For the happy-go-lucky Larios, the current adventure just kind of came together on a whim.
"Just to be real…a very impulsive decision," he explained.
He threw on the Bearsun costume, laced up his sneakers and hit the open road, hoping to raise some money for a nonprofit and bring some more recognition to his character.
He's done that and then some. Bearsun's Instagram Live videos and photo posts documenting the journey have been overflowing with words of praise and encouragement. Out on the road, complete strangers have stopped what they're doing to strike up conversations with Larios, snap some photos and even offer him whatever they can to help him along his odyssey.
"It's been like this the whole day," Larios said, talking about the countless times he's been stopped by strangers fascinated by the sight of a life-size teddy bear walking down the road. "I like hearing them cause they're stoked. This is why I'm out here. I didn't anticipate for that to happen."
At the beginning of his trek, which began April 12 in downtown Los Angeles, Larios said he was pumping out anywhere from 35 to 40 miles per day, hoping to finish the expedition in under a week. The frequent pauses and some unforeseen detours caused by private roads have slowed him down, but he doesn't seem to mind.

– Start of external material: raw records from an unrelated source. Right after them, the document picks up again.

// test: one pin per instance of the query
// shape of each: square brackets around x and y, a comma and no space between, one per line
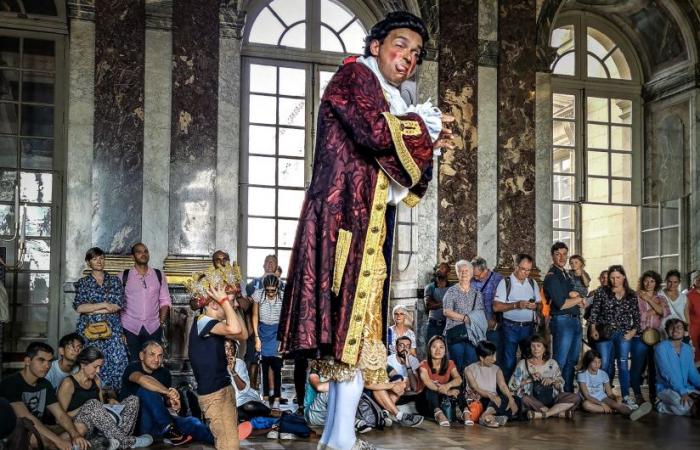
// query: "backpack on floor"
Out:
[369,411]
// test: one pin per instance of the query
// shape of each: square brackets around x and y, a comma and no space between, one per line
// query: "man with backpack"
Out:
[517,297]
[146,302]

"It's just a bunch of positivity going on," he said.
Larios is mostly alone, except for the occasional supply drop from one of his friends, who's helping to chronicle the excursion. He stocks up on food at grocery stores he passes or welcomes treats from people he meets along the way.
He's made a pitstop at West Coast favorite In-N-Out Burger and even run into at least one sheriff's deputy who wished him well.
When it's time to get some rest, Larios sleeps as is, crashing under the stars inside his costume.
"It's warm, it's padded," he said with a laugh.
The finish line is the Golden Gate Bridge. When he'll arrive is up in the air. Right now, he's just happy to bring some joy to as many people as possible.
"It's good to see people, first of all," he said. "Second of all, it's good to see them smiling, especially after last year, all these unfortunate events that we had to go through."